Optimizing SSH Daemon Process Priority: Setting Nice Values for Emergency Access


1 views

When system resources are overwhelmed by rogue processes or denial-of-service attacks, SSH access often becomes sluggish or unresponsive. This creates a dangerous situation where administrators can't perform critical remediation tasks. By adjusting the nice value of the SSH daemon (sshd), we can ensure it maintains sufficient CPU priority during system stress.

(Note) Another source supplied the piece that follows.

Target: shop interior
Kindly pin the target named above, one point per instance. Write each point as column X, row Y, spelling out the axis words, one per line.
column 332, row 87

For modern Linux systems (kernel 2.6.24+), control groups provide the most reliable solution:

# Create a dedicated cgroup for sshd
sudo cgcreate -g cpu:/sshd_priority

# Set CPU shares (higher = more priority)
echo 1024 > /sys/fs/cgroup/cpu/sshd_priority/cpu.shares

# Apply to sshd via systemd
sudo systemctl edit ssh.service

Add these directives to the override file:

[Service]
CPUAccounting=yes
CPUShares=1024

For systems without cgroups, modify the systemd service unit or init script:

# Edit the systemd service
sudo systemctl edit ssh.service

[Service]
Nice=-15

Or for SysV init systems:

# In /etc/init.d/ssh or equivalent
start() {
    nice -n -15 /usr/sbin/sshd $SSHD_OPTS
}

The pam_limit module can adjust priority for SSH sessions:

# Add to /etc/security/limits.conf
*               hard    priority    -15
@admin          soft    priority    -10

After implementation, verify with:

# Check process priority
ps -eo pid,ni,cmd | grep sshd

# Simulate CPU stress and test responsiveness
stress-ng --cpu 4 --timeout 5m &
  • Negative nice values require root privileges
  • Systemd may override manual nice settings - use systemctl show ssh.service to verify
  • In containerized environments, check host-level constraints

While these techniques improve availability:

  1. Never set SSH to real-time priority (-20) as it creates security risks
  2. Combine with rate limiting in sshd_config to prevent abuse
  3. Monitor for unusual privilege escalation attempts

When managing production systems, maintaining reliable SSH access during high-load scenarios is crucial. System administrators often encounter situations where CPU-intensive processes or denial-of-service attacks make it difficult to establish SSH connections for troubleshooting.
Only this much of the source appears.